Yeah it's dearer for sure, but I have a bazooka and figure I can save a good day with that and the lack of cleaning put together. The job is big enough to not have the next coat for a couple days, otherwise I wouldn't bother.


----------



## gazman (Apr 29, 2011)

Hi Jimmy, I have been taping with air drying mud for around 3 years with zero problems. Our three main manufacturers have products to do the job. CSR Easy flow is really good, Knauf Mast tape runs nice and sets as hard as a cats head, and Boral Redi Base is good too. Easy Flow is my first choice as you can use it on all 3 coats.


----------



## embella plaster (Sep 21, 2013)

Hey jimmy i think most deffinately if a job is a large enough to not need to put another coat on that day i would use it as the tool cleaning and bucket cleaning kills me ....why do whats not necessary......and now that boral has merged with usg there is gonna be more great products on aussie market...eg we now have 5 and 20 minute base coat which saves using bma which weakens mud and delaminates if not used prop if you have a job large enough that u dont need to coat again that day go nuts mate


----------



## Wimpy65 (Dec 17, 2013)

Hi Jimmy,

I tape with USG green lid & top with USG purple lid. I do add Mud Maxx to my taping mixes and pre-fill all my joints with a Durabond/Mud Maxx mix. I've had very good success with this approach.
Since you're changing things anyway, you may want to try taping with Fibafuse! I've been using it for everything and really like it! :thumbup:


----------



## embella plaster (Sep 21, 2013)

Wimpy65 said:


> Hi Jimmy,
> 
> I tape with USG green lid & top with USG purple lid. I do add Mud Maxx to my taping mixes and pre-fill all my joints with a Durabond/Mud Maxx mix. I've had very good success with this approach.
> Since you're changing things anyway, you may want to try taping with Fibafuse!
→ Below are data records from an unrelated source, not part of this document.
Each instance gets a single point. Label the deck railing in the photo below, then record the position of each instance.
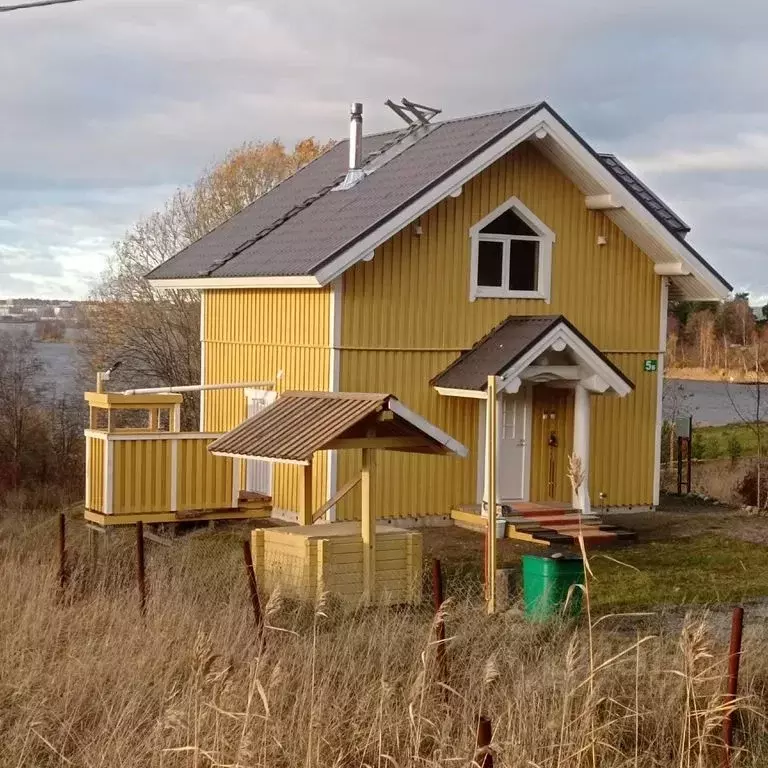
(133, 473)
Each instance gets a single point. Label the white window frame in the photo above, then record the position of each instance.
(545, 237)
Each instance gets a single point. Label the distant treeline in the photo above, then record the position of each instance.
(727, 336)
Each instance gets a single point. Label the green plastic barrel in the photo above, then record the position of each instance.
(547, 580)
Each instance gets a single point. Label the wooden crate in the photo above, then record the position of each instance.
(305, 561)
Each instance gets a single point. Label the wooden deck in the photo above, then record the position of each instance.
(544, 524)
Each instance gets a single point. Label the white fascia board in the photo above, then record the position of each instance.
(295, 281)
(621, 197)
(431, 430)
(672, 269)
(582, 350)
(421, 205)
(269, 459)
(474, 394)
(541, 118)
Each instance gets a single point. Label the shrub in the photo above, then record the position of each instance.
(735, 448)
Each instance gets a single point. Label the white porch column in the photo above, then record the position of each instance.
(581, 415)
(491, 449)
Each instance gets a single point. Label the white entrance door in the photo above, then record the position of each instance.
(258, 474)
(513, 436)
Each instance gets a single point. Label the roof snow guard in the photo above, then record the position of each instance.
(298, 424)
(513, 350)
(299, 235)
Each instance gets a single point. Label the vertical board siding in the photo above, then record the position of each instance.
(549, 465)
(141, 476)
(205, 481)
(407, 313)
(251, 335)
(95, 473)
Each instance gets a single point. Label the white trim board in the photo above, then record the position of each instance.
(580, 164)
(288, 281)
(422, 424)
(203, 296)
(541, 122)
(562, 333)
(334, 378)
(663, 310)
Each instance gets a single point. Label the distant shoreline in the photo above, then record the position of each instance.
(713, 374)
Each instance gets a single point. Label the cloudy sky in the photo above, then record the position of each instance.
(106, 106)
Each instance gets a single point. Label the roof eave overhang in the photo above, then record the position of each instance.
(546, 127)
(577, 160)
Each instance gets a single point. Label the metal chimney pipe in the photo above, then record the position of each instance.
(355, 136)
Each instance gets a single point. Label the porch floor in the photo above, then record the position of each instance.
(548, 524)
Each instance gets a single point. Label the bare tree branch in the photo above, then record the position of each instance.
(37, 4)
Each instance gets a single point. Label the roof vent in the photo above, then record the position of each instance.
(355, 172)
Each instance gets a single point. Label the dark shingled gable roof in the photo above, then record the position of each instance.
(652, 201)
(501, 347)
(298, 226)
(301, 224)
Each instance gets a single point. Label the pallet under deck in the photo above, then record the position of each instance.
(545, 524)
(251, 506)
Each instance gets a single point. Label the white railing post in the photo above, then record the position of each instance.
(88, 478)
(236, 469)
(109, 485)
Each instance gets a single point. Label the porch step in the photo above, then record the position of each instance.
(547, 525)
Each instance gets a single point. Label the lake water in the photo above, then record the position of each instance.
(60, 358)
(713, 403)
(709, 402)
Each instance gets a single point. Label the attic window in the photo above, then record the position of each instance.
(511, 254)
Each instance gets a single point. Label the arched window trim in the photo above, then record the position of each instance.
(545, 237)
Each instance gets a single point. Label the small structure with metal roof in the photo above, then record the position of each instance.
(367, 562)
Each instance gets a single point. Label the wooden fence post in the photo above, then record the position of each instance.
(253, 587)
(437, 602)
(734, 657)
(140, 568)
(483, 756)
(62, 551)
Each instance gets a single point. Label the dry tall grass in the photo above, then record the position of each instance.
(84, 681)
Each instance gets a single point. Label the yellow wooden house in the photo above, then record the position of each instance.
(422, 260)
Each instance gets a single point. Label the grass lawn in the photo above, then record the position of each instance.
(729, 441)
(701, 570)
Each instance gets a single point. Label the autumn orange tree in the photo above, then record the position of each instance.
(155, 333)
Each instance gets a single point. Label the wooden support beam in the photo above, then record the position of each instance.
(602, 203)
(368, 526)
(380, 443)
(671, 269)
(305, 494)
(336, 498)
(490, 459)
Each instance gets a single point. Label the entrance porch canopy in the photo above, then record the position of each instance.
(535, 349)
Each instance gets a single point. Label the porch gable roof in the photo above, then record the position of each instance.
(509, 348)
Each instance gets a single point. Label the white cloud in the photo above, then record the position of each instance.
(108, 105)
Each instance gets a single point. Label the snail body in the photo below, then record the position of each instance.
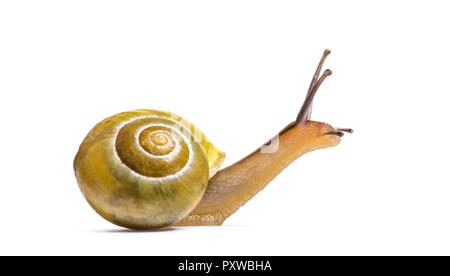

I've been using it for everything and really like it! :thumbup:


Jimmy you must deffinately try fibafuse but make sure you read up on it so you avoid the fails....pretty much sloppy mud like in a banjo.....dont push hard as you destroy it let it fuse with the mud not pushing mud out like paper and dont run internals with it using joint knives will cut the shyt out of it thats fibafuse 101 mate


----------



## moore (Dec 2, 2010)

Is purple L/W?


----------



## Jimmyc (Dec 29, 2014)

Thanks for replies fellas, just got chance to get back to ya's. 
I'll have to try that fibafuse, just depends on pricing versus time saved as well but everyone says good things.
The best stuff I get at the moment as far as all purpose goes, and at the best price is purple lid usg "mid weight" at $25 per bucket. Everything else seems to be at least $30+. I buy in pellets so I'm hoping that stuff is ok. I buy from a smallish supplier in Perth who happens to stock only usg so if necessary I can get a few green lids to tape in, but they are slightly dearer and I don't have them coming out my ears like the purples.


----------